Don Vito Corleone pomagał im wszystkim. Nie dość na tym – pomagał z dobrą wolą, z pokrzepiającymi słowami, ażeby odjąć gorzki smak udzielanej im dobroczynności. Było więc naturalne, że kiedy Włosi czuli się zagubieni i niezdecydowani, na kogo głosować, by ich reprezentował w stanowych władzach ustawodawczych, w urzędach miejskich, w Kongresie, prosili o radę swojego przyjaciela, dona Corleone, ich Ojca Chrzestnego. I tak stał się polityczną siłą, z którą konsultowali się praktycznie myślący przywódcy partyjni. Wspierał tę siłę dalekowzroczną, godną męża stanu inteligencją – pomagając przejść przez college wybitnie zdolnym chłopcom z ubogich włoskich rodzin, chłopcom, którzy mieli później zostać adwokatami, wiceprokuratorami okręgowymi, nawet sędziami. Planował przyszłość swojego imperium z całą umiejętnością przewidywania wielkiego przywódcy narodu.
Zniesienie prohibicji zadało temu imperium porażający cios, ale i tym razem don przedsięwziął zawczasu środki ostrożności. W 1933 roku wysłał emisariuszy do człowieka, który kontrolował wszystkie gry hazardowe na Manhattanie, gry w kości w porcie, lichwiarstwo, które było od nich tak nieodłączne jak hot dogi od meczów baseballowych, bukmacherkę w sportach i na wyścigach konnych, nielegalne domy gry, gdzie grano w pokera, pokątne gry liczbowe i loterie w Harlemie. Człowiek ten nazywał się Salvatore Maranzano i był jednym z uznanych pezzonovante’ów kaliber.90, czyli grubych ryb nowojorskiego podziemia. Emisariusze dona Corleone zaproponowali Maranzanowi spółkę na równych prawach, korzystną dla obu stron. Vito Corleone ze swoją organizacją, swoimi stosunkami w policji i sferach politycznych, mógł zapewnić operacjom Maranzana potężną ochronę i nową siłę dla rozszerzenia ich na Brooklyn i Bronx. Jednakże Maranzano był człowiekiem krótkowzrocznym i odrzucił ze wzgardą propozycję Corleone’a. Wielki Al Capone był przyjacielem Maranzana, który miał własną organizację, własnych ludzi plus ogromny fundusz wojenny. Nie mógł ścierpieć tego parweniusza, który miał reputację raczej parlamentarnego dyskutanta niż prawdziwego mafioso. Odmowa Maranzana wywołała wielką wojnę w roku 1933, która miała odmienić całą strukturę podziemia w Nowym Jorku.

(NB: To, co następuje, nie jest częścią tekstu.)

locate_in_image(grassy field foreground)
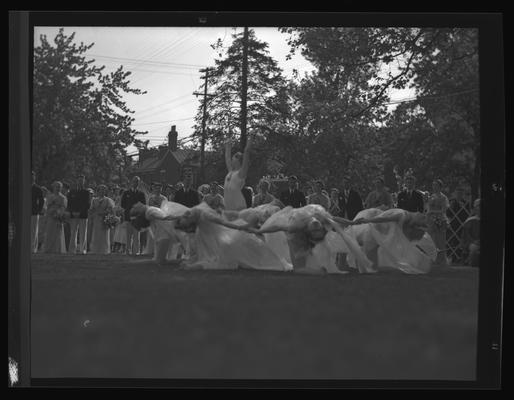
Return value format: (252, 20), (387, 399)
(31, 255), (478, 380)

Na pierwszy rzut oka wydawało się, że siły są nierówne. Salvatore Maranzano miał potężną organizację z twardymi bojowcami. Był w przyjaźni z Caponem z Chicago i mógł stamtąd wezwać pomoc. Utrzymywał dobre stosunki z Rodziną Tattagliów, której podlegała w mieście prostytucja i skromny naówczas handel narkotykami. Miał także polityczne kontakty z potężnymi przywódcami przemysłowymi, którzy posługiwali się jego ludźmi dla terroryzowania żydowskich związkowców w zakładach odzieżowych i włoskich syndykatów anarchistycznych w przemyśle budowlanym.